Il était une fois une très vieille femme qui vivait à 600 mètres d’altitude, au milieu des bananeraies et d’arbres centenaires, dans la localité de Moyette (8ème section communale de Petit-Goâve), quasiment seule et sans moyens, mais avec un très grand coeur. Comme beaucoup de personnes âgées, ayant passé toute leur vie dans le « pays en dehors », selon l’expression du sociologie Gérard Barthélémy, où l’État est totalement absent et où les services sociaux de base sont quasi inexistants, elle était condamnée à attendre la mort, seule, s’alimentant à peine et dormant par terre sur des feuilles de bananier, avec pour seul toit les étoiles.

Elle croyait en Dieu et sa foi était inébranlable. Elle était devenue tellement âgée qu’elle ne reconnaissait pas ses arrières petits enfants. Il faut dire qu’aucun ne lui rendait de visite ou si rarement ! Elle était devenue invisible dans sa misère. Comme si une fin de vie interminable n’offrait aucun intérêt. À en croire un aveugle rencontré dans le voisinage, tous les gens s’attendaient chaque jour à son trépas. Comme si à l’automne de la vie, le monde ne peut que perdre les quelques rares feuilles d’humanité qui lui restent.

 

Elle est née, selon toute vraisemblance, le 17 janvier 1893, à Verdier. Ses parents lui donnèrent le nom de Bénicia Souffrant. Jeune fille, elle rencontra Emmanuel Jasmin qui fut son concubin pendant plusieurs années. De sa liaison avec cet homme, elle mit au monde deux enfants.Ensuite, elle se maria à Jean Baptiste Laguerre. D'où son surnom « Madan Janba » sous lequel elle se fit connaître rapidement. De cette union conjugale sont nés quatre enfants: deux garçons et deux filles. Aujourd’hui, ses six enfants sont tous décédés. Elle ne lui restait que des arrières petits fils et petites filles.

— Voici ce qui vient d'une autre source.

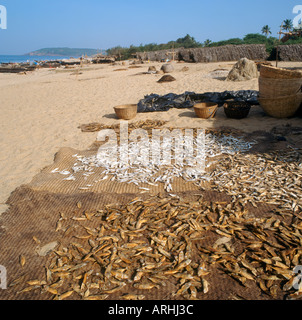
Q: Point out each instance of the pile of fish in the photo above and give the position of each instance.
(169, 244)
(143, 169)
(274, 178)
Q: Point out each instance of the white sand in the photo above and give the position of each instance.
(41, 111)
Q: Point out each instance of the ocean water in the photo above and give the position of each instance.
(25, 58)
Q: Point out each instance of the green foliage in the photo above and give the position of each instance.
(65, 52)
(188, 41)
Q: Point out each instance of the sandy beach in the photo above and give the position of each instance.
(42, 110)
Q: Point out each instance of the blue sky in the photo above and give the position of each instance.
(98, 24)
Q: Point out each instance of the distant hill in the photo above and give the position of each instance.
(63, 52)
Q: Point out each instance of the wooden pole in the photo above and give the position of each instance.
(277, 49)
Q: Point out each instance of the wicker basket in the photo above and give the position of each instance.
(279, 73)
(272, 88)
(126, 111)
(205, 110)
(282, 107)
(236, 109)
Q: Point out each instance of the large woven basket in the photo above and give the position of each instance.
(279, 73)
(236, 109)
(282, 107)
(126, 111)
(205, 110)
(272, 88)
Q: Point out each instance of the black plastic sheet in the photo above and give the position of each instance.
(155, 102)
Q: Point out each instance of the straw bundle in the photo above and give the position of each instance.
(280, 91)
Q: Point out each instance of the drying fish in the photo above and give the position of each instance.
(22, 260)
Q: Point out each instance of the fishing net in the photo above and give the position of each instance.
(155, 102)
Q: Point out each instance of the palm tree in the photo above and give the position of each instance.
(288, 25)
(266, 30)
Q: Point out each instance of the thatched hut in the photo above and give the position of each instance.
(291, 52)
(208, 54)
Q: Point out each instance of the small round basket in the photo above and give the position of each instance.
(126, 111)
(269, 87)
(205, 110)
(283, 107)
(236, 109)
(279, 73)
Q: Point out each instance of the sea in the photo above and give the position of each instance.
(31, 59)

Durant sa jeunesse Madan Janba pratiquait le commerce et la médecine traditionnelle. Selon Me Delpêche Joassaint, « elle était séduisante et attirante. À l’époque, des militaires lui faisaient la cour. Mais elle n’a jamais trompé son mari. Elle était une fervente catholique. Elle allait à la messe régulièrement. Elle allait aussi souvent au bal et pratiquait le vaudou. Un jour, son beau-fils a incendié sa maison et elle a perdu tous ses papiers. Elle aime son prochain et elle a le sens du partage. À l'insu de son mari, elle accordait des prêts aux gens de la zone. Elle offrait toujours aux visiteurs quelque chose à manger ou à boire ».

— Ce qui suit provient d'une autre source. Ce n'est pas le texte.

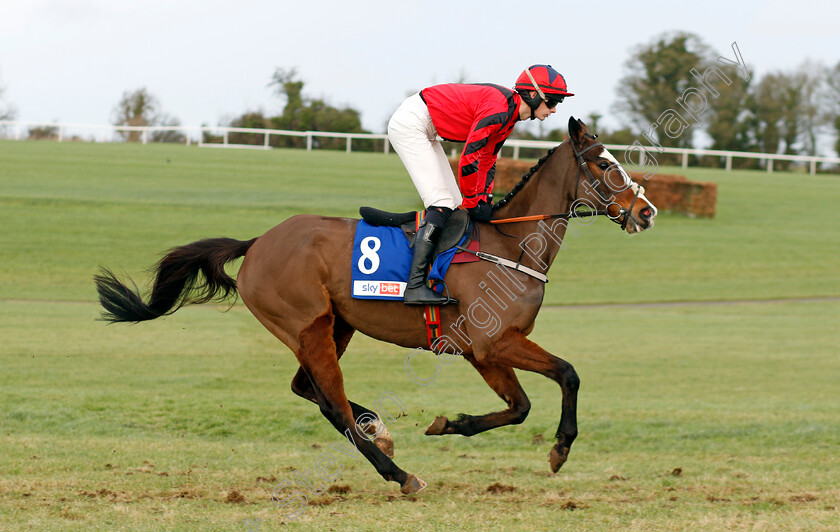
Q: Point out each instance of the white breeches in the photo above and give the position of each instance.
(413, 136)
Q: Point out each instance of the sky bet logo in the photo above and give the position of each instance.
(378, 288)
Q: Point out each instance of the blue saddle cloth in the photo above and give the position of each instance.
(382, 260)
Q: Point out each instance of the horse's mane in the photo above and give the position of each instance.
(515, 190)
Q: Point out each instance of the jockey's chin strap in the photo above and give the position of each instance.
(623, 214)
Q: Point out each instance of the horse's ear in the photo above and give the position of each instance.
(577, 129)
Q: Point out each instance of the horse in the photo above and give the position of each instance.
(295, 279)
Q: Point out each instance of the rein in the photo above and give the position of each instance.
(623, 215)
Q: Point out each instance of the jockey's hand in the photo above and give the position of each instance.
(482, 212)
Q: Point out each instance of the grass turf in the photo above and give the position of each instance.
(710, 416)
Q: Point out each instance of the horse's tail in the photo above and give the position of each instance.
(177, 282)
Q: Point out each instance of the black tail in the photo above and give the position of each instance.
(177, 282)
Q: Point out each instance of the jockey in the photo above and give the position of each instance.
(480, 115)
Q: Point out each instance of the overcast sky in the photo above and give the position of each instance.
(210, 60)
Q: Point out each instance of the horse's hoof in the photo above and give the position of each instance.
(557, 458)
(382, 438)
(437, 426)
(413, 484)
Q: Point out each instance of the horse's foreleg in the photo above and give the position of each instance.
(504, 382)
(317, 357)
(515, 350)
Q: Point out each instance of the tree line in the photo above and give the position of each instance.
(784, 112)
(787, 112)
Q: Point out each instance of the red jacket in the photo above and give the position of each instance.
(482, 116)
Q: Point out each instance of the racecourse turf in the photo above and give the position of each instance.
(715, 409)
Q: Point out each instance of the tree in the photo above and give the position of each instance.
(769, 93)
(657, 74)
(732, 118)
(831, 102)
(168, 135)
(137, 108)
(303, 114)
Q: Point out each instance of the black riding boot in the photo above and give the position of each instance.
(416, 291)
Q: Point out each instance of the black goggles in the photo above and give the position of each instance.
(552, 102)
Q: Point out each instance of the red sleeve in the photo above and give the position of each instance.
(476, 168)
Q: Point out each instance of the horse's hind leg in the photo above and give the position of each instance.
(318, 358)
(504, 382)
(515, 350)
(371, 424)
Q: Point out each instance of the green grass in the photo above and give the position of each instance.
(713, 417)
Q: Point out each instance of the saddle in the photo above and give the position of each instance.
(458, 225)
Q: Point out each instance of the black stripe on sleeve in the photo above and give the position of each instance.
(469, 169)
(475, 146)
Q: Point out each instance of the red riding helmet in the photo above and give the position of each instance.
(549, 84)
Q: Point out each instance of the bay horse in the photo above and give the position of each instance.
(295, 279)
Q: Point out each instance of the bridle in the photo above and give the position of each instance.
(623, 214)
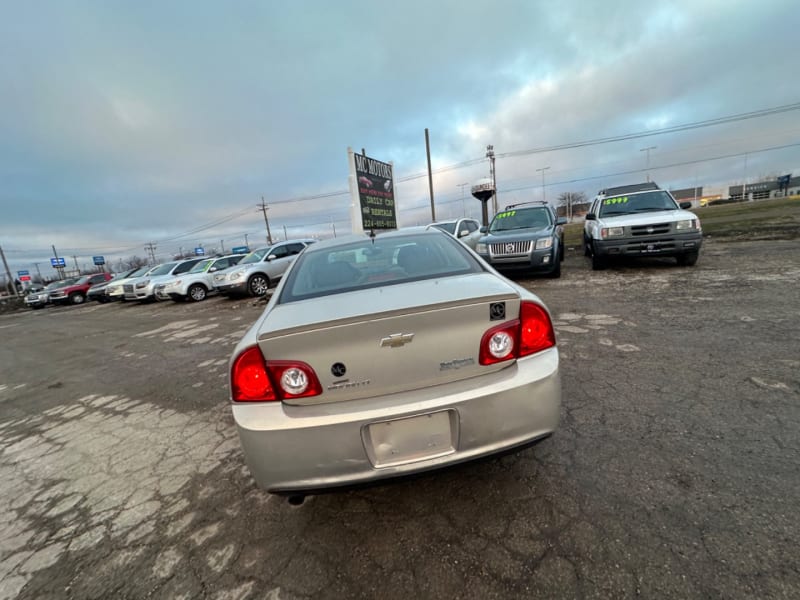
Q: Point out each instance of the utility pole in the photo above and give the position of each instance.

Madan Janba s’est éteinte le 1er novembre 2020. Elle aurait eu 128 ans le 17 janvier 2021. C’est un tweet de Jacky Lumarque qui a annoncé la triste nouvelle.

Comment est née cette histoire incroyable de la rencontre entre la femme la plus âgée d’Haïti et le Recteur de l’Université Quisqueya ?

Averti de l’existence de Madan Janba, le Professeur Jacky Lumarque, accompagné de M. Jacques Edouard Alexis, ancien Premier Ministre et co-fondateur de l’Université Quisqueya, se rendit à Moyette le 23 mars 2018. Découvrant l’indignité de la situation dans laquelle se trouvait Madan Janba, Jacky Lumarque décida de construire pour elle une maison. Touché par son courage hors du commun, il s’engagea en personne à la supporter pendant tout le reste de sa vie. La demeure fut édifiée sans tarder, avec l’aide de M. Ogé Beauvoir, Évêque de l’Eglise anglicane d’Haïti, Directeur exécutif de l’ONG « Food for the poor », contacté par le Recteur.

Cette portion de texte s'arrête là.